The score for Calling the Doctor is available as a free PDF download, though any major commercial performance or recording of the work is prohibited without prior arrangement with the composer. Click on the graphic below for this piano-vocal score.

 

Calling the Doctor

 

                    


NOTES

 

[ 1 ]    More usually spelled "horehound," this is a downy perennial herbaceous plant, Marrubium vulgare, with small white flowers that contain a bitter juice formerly used as a cough medicine and flavoring, as well as used as flavoring in "horehound sticks," a candy which I also tasted in my youth.

 

[ 2 ]   "Blue-mass" pills seem to have been among the popular folk remedies of the periods preceding and around the Civil War. It is mentioned as among the popular medication of that period in The Primes and their neighbors -- Ten tales of middle Georgia, Richard Malcolm Johnston, New York, D. Appleton and Company, 1891: "Even a slight cold alarmed him, and, while suffering from it, I wouldn't like to say what quantities of blue-mass, Brandreth's pills, hoarhound, and decoctions of Epsom salts and red pepper, went down his long neck."

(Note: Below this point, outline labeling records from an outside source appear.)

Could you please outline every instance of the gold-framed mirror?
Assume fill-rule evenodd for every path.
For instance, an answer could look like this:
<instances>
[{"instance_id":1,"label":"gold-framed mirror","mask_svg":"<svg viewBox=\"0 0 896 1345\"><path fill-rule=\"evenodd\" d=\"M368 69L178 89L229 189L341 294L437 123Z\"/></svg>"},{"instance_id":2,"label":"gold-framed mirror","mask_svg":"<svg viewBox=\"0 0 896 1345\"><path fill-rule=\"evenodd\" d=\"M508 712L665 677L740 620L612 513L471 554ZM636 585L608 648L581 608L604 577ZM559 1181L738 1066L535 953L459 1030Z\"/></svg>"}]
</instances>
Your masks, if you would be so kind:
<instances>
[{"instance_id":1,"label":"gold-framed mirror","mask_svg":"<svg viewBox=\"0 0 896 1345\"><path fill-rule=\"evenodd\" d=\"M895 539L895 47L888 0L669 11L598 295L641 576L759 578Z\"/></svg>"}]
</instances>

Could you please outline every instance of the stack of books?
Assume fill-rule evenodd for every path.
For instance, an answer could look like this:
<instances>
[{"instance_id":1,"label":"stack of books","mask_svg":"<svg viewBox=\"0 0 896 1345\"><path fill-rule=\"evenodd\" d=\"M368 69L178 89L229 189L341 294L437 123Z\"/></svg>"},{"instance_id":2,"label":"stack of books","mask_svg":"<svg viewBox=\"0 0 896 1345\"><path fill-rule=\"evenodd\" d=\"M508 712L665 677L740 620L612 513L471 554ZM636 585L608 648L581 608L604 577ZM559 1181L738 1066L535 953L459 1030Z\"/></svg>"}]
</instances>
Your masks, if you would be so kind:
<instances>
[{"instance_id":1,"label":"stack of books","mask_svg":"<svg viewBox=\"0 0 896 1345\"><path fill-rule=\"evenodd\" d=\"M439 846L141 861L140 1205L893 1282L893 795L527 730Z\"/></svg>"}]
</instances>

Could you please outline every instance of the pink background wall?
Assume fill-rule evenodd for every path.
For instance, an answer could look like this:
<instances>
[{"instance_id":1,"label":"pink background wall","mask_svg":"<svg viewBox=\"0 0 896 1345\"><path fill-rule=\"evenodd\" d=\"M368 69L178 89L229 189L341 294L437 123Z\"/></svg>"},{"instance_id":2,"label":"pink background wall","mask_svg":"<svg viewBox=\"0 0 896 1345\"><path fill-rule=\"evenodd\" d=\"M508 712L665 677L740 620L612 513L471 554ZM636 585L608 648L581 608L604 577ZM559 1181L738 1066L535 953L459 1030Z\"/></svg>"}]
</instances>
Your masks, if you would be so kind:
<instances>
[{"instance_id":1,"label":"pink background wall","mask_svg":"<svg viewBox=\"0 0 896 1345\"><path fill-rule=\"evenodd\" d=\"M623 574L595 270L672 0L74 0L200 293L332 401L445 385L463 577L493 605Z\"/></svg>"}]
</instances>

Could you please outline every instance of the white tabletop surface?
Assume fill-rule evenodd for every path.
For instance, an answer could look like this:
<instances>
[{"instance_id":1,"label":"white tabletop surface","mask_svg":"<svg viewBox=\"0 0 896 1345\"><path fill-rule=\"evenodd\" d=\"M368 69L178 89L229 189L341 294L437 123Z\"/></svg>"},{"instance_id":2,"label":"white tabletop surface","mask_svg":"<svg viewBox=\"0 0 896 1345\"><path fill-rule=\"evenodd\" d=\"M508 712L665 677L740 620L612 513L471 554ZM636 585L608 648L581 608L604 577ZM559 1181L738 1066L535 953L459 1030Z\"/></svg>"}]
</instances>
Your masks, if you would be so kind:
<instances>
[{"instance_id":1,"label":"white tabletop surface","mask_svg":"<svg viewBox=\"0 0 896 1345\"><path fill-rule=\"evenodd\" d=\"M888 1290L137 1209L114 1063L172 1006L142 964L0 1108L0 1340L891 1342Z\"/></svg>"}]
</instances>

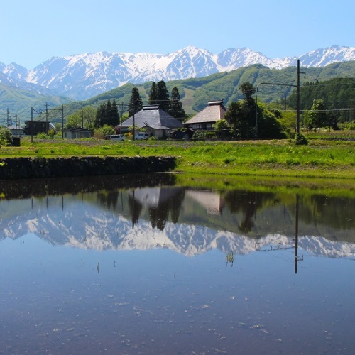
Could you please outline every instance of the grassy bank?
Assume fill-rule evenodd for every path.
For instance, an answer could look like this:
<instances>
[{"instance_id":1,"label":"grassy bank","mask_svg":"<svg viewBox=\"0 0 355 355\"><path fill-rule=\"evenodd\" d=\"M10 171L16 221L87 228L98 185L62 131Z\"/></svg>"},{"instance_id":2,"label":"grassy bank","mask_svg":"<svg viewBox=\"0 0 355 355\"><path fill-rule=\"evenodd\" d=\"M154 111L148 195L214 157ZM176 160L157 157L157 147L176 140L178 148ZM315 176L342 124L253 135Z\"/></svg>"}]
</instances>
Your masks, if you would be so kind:
<instances>
[{"instance_id":1,"label":"grassy bank","mask_svg":"<svg viewBox=\"0 0 355 355\"><path fill-rule=\"evenodd\" d=\"M31 156L173 155L176 172L276 177L355 178L355 142L312 140L296 146L288 141L111 142L22 140L1 147L0 158ZM355 179L354 179L355 180Z\"/></svg>"}]
</instances>

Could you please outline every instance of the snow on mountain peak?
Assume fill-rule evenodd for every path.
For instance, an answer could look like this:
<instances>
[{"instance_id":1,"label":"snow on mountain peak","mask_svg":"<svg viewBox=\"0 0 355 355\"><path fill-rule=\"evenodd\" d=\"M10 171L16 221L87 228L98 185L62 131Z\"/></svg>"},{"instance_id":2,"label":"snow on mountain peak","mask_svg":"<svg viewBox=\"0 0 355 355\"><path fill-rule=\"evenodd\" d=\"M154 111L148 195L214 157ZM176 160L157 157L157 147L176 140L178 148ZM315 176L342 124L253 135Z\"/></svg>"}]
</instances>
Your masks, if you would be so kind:
<instances>
[{"instance_id":1,"label":"snow on mountain peak","mask_svg":"<svg viewBox=\"0 0 355 355\"><path fill-rule=\"evenodd\" d=\"M76 99L85 99L126 82L200 77L254 64L274 69L295 65L322 67L355 60L355 47L337 45L300 55L271 59L248 48L228 48L219 54L189 45L168 54L97 52L53 57L28 70L0 63L0 72L40 84Z\"/></svg>"}]
</instances>

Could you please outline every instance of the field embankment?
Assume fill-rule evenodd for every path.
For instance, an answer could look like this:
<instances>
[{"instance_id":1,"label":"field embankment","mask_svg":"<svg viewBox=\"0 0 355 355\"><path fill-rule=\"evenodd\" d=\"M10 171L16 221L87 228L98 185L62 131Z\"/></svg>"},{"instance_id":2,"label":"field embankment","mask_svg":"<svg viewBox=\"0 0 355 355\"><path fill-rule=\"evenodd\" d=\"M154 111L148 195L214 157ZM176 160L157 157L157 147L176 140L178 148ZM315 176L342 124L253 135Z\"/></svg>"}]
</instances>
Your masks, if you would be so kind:
<instances>
[{"instance_id":1,"label":"field embankment","mask_svg":"<svg viewBox=\"0 0 355 355\"><path fill-rule=\"evenodd\" d=\"M166 157L175 172L253 176L329 178L355 181L355 142L315 139L308 146L284 141L233 142L23 140L2 147L0 158L65 157Z\"/></svg>"}]
</instances>

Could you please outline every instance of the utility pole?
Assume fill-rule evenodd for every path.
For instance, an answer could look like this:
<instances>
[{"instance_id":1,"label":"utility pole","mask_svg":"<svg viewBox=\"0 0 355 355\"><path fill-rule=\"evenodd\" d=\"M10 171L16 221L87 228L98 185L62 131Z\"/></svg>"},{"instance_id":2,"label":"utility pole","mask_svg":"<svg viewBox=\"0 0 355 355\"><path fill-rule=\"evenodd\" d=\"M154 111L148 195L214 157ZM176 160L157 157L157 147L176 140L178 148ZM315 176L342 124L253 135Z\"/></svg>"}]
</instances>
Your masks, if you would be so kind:
<instances>
[{"instance_id":1,"label":"utility pole","mask_svg":"<svg viewBox=\"0 0 355 355\"><path fill-rule=\"evenodd\" d=\"M64 139L64 105L62 105L62 139Z\"/></svg>"},{"instance_id":2,"label":"utility pole","mask_svg":"<svg viewBox=\"0 0 355 355\"><path fill-rule=\"evenodd\" d=\"M45 103L45 134L48 134L48 104Z\"/></svg>"},{"instance_id":3,"label":"utility pole","mask_svg":"<svg viewBox=\"0 0 355 355\"><path fill-rule=\"evenodd\" d=\"M297 124L296 124L296 133L300 134L300 60L297 60Z\"/></svg>"},{"instance_id":4,"label":"utility pole","mask_svg":"<svg viewBox=\"0 0 355 355\"><path fill-rule=\"evenodd\" d=\"M121 106L121 131L120 133L122 134L122 121L124 120L124 103L122 102Z\"/></svg>"},{"instance_id":5,"label":"utility pole","mask_svg":"<svg viewBox=\"0 0 355 355\"><path fill-rule=\"evenodd\" d=\"M259 82L256 86L256 92L258 92L259 85L278 85L282 87L293 87L297 89L297 106L296 106L296 112L297 112L297 119L296 119L296 134L300 134L300 74L304 74L305 76L306 73L305 72L300 71L300 60L297 60L297 84L295 85L288 84L283 84L280 82ZM256 116L257 117L257 116Z\"/></svg>"}]
</instances>

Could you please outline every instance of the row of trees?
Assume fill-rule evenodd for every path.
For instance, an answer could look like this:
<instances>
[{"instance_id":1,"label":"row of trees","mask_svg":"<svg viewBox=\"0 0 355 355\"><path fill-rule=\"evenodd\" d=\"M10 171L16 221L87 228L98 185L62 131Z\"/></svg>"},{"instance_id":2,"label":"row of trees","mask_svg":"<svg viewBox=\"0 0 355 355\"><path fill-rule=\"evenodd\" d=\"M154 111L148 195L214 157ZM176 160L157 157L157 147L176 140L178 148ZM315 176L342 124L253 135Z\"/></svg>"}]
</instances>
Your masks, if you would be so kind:
<instances>
[{"instance_id":1,"label":"row of trees","mask_svg":"<svg viewBox=\"0 0 355 355\"><path fill-rule=\"evenodd\" d=\"M164 80L156 84L153 82L148 102L150 105L159 105L165 112L181 121L187 118L178 87L173 88L170 97Z\"/></svg>"},{"instance_id":2,"label":"row of trees","mask_svg":"<svg viewBox=\"0 0 355 355\"><path fill-rule=\"evenodd\" d=\"M171 92L171 98L163 80L153 82L149 93L148 104L159 105L167 113L180 121L187 118L181 103L179 90L174 87ZM137 87L132 89L129 104L129 116L131 116L143 108L143 100ZM94 111L93 111L94 110ZM114 99L102 103L97 109L85 107L69 116L66 120L66 128L85 127L99 129L104 126L115 126L120 123L118 105Z\"/></svg>"},{"instance_id":3,"label":"row of trees","mask_svg":"<svg viewBox=\"0 0 355 355\"><path fill-rule=\"evenodd\" d=\"M307 82L300 88L300 109L307 130L322 127L339 129L339 124L353 121L355 109L355 78L334 78ZM295 90L287 99L295 108Z\"/></svg>"},{"instance_id":4,"label":"row of trees","mask_svg":"<svg viewBox=\"0 0 355 355\"><path fill-rule=\"evenodd\" d=\"M224 115L232 136L237 139L285 138L283 127L279 121L280 111L271 111L258 104L252 97L255 89L250 82L243 83L240 89L244 99L231 102ZM217 132L221 130L221 126L224 126L223 121L217 124Z\"/></svg>"}]
</instances>

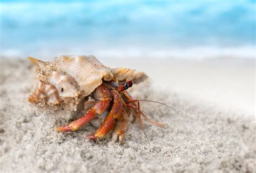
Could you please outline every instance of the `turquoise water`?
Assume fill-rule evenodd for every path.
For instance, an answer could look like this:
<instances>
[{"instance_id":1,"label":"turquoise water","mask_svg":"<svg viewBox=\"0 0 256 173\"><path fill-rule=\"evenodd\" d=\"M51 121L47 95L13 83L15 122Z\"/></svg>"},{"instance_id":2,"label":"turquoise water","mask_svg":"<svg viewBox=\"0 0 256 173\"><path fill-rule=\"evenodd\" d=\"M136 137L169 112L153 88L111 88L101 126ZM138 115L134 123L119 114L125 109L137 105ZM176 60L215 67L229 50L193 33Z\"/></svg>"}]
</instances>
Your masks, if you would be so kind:
<instances>
[{"instance_id":1,"label":"turquoise water","mask_svg":"<svg viewBox=\"0 0 256 173\"><path fill-rule=\"evenodd\" d=\"M255 1L159 2L2 1L1 54L255 53Z\"/></svg>"}]
</instances>

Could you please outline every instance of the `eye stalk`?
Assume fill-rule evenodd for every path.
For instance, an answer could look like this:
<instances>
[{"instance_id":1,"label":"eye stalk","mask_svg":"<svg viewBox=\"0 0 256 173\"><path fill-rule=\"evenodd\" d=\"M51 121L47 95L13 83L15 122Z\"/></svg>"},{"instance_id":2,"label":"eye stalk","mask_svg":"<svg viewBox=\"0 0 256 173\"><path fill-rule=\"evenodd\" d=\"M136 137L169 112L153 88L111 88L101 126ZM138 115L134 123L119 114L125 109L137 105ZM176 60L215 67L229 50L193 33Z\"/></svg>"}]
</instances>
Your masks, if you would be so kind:
<instances>
[{"instance_id":1,"label":"eye stalk","mask_svg":"<svg viewBox=\"0 0 256 173\"><path fill-rule=\"evenodd\" d=\"M121 92L121 91L127 90L129 88L131 88L132 86L132 84L133 84L133 83L134 83L133 81L132 81L132 80L125 82L123 84L117 86L117 90L118 92Z\"/></svg>"}]
</instances>

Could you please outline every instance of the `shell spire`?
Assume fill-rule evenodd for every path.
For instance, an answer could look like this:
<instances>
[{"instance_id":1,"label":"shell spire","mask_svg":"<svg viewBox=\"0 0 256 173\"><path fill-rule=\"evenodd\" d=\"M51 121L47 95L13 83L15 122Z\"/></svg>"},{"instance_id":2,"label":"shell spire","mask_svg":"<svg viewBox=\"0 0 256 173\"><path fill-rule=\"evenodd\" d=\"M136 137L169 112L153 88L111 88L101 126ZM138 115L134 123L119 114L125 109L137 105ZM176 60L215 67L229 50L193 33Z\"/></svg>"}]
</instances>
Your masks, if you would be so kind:
<instances>
[{"instance_id":1,"label":"shell spire","mask_svg":"<svg viewBox=\"0 0 256 173\"><path fill-rule=\"evenodd\" d=\"M65 105L76 110L104 81L118 82L146 76L133 69L105 66L93 55L63 55L52 62L28 59L38 67L29 101L43 106L54 105L60 108Z\"/></svg>"},{"instance_id":2,"label":"shell spire","mask_svg":"<svg viewBox=\"0 0 256 173\"><path fill-rule=\"evenodd\" d=\"M37 60L32 57L28 56L27 58L29 60L30 60L34 64L39 68L43 68L46 64L45 62Z\"/></svg>"}]
</instances>

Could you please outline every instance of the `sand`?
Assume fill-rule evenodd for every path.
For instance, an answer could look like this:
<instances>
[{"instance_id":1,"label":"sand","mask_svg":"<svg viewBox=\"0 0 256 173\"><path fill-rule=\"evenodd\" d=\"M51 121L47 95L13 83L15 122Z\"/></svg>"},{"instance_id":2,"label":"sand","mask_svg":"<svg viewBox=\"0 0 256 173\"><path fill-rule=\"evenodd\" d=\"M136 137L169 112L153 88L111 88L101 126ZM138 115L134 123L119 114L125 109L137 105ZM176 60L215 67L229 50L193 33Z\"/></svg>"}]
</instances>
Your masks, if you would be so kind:
<instances>
[{"instance_id":1,"label":"sand","mask_svg":"<svg viewBox=\"0 0 256 173\"><path fill-rule=\"evenodd\" d=\"M253 114L207 104L178 90L168 94L148 92L144 96L134 92L135 97L161 101L177 111L175 113L159 105L142 104L151 119L166 125L161 128L144 123L150 146L137 123L130 125L123 145L110 138L91 141L85 136L95 127L89 124L76 132L56 132L53 128L59 120L38 113L27 102L35 78L30 63L2 59L1 64L1 172L255 172ZM165 80L152 76L153 81ZM255 92L250 93L255 96Z\"/></svg>"}]
</instances>

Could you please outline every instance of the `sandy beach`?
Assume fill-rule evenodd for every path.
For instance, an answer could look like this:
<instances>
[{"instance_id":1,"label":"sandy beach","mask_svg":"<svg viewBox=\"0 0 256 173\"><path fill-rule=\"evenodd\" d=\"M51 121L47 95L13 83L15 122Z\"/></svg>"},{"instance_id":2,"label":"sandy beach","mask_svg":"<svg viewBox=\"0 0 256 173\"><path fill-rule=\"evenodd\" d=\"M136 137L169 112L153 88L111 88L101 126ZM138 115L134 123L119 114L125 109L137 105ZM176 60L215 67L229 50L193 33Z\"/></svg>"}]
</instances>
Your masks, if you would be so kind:
<instances>
[{"instance_id":1,"label":"sandy beach","mask_svg":"<svg viewBox=\"0 0 256 173\"><path fill-rule=\"evenodd\" d=\"M135 98L164 128L130 125L125 143L54 130L60 119L38 112L27 99L35 80L27 60L1 60L1 172L255 172L255 60L100 60L106 66L145 71L152 87ZM138 91L138 90L137 90Z\"/></svg>"}]
</instances>

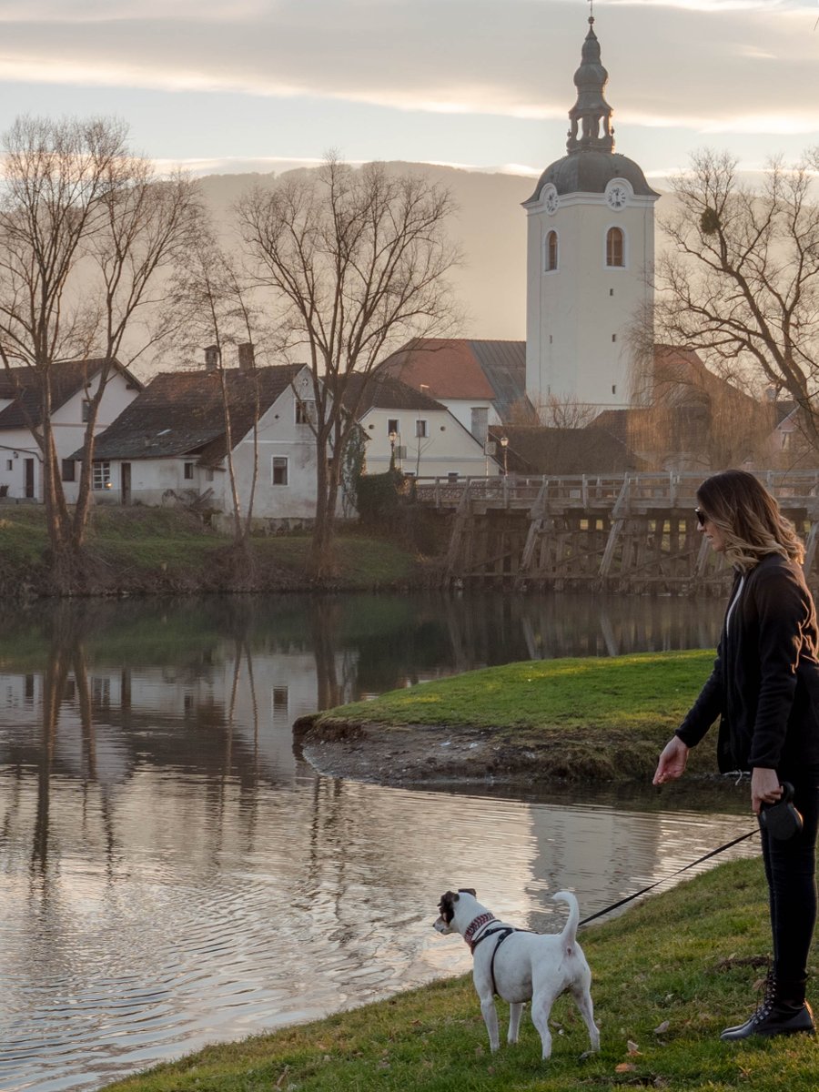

          Mark Twain mentions them as well while telling of an infant's misadventures, "It commenced by eating one dozen large blue-mass pills, box and all...." Sketches New and Old, Part 2 (circa 1865) and is mentioned as late as 1941 in Slave Narratives, Oklahoma, A Folk History of Slavery in the United States From Interviews with Former Slaves, in a verbatim narrative: "Negroes never was allowed to git sick, and when dey would look somewhat sick, de overseer would give dem some blue-mass pills and oil of some sort and make dem continue to work."

         The second medication mentioned in this line of the poem, spelled correctly, is "laudanum," a popular remedy which was normally a tincture of opium, or any medicine of which opium was the main ingredient.

 

[ 3 ]   Clabber [Dial.] for a thickly curdled sour milk; sometimes also called bonnyclabber. In earlier generations such sour milk was used in making biscuits and other baked products. As one elderly woman of Charleston said to me in asking about this, "I wouldn't drink no clabber."